Giallo di Petina: proseguono le indagini dei Carabinieri di Sala Consilina. Possibili risposte dalla Banca del Dna di Roma

La Banca del Dna di Roma potrà dare maggiori risposte sulla identità dello sconosciuto di Petina. Si tratta della persona trovata priva di vita lo scorso anno tra le montagne di Petina dopo la caduta di circa 40 metri senza cellulare e documenti. Un uomo di circa 30 anni con la pelle olivastra deceduto per le conseguenze delle caduta. Sul suo corpo è stata effettuata l’autopsia e dopo qualche mese è stato sotterrato nel cimitero di Petina senza nome.
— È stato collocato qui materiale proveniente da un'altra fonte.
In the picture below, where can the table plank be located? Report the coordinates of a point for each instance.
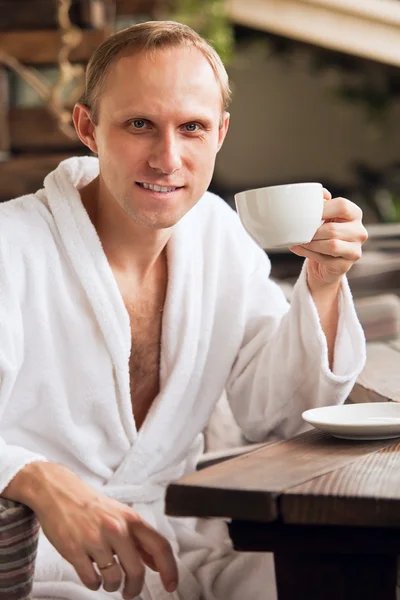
(248, 487)
(365, 493)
Gli inquirenti, i carabinieri della Compagnia di Sala Consilina guidata dal capitano Davide Acquaviva, hanno prelevato il Dna e – notizia emersa nelle scorse ore – hanno inviato il tutto agli esperti capitolini per capire se il suo Dna fosse già nella “Banca”. Le indagini quindi proseguono. Le ipotesi sulla sua morte sono due: il suicidio e l’incidente mentre passeggiava in montagna. Appare difficile supporre un omicidio. Del caso si è interessato anche l’associazione Penelope che – a livello nazionale – si occupa di casi del genere. I carabinieri – occorre aggiungere – hanno portato avanti una serie di accertamenti per cercare di dare un nome all’uomo, ritrovato da un bikers di Caggiano a oltre 1.500 metri di altezza. Per ora tutto è stato vano.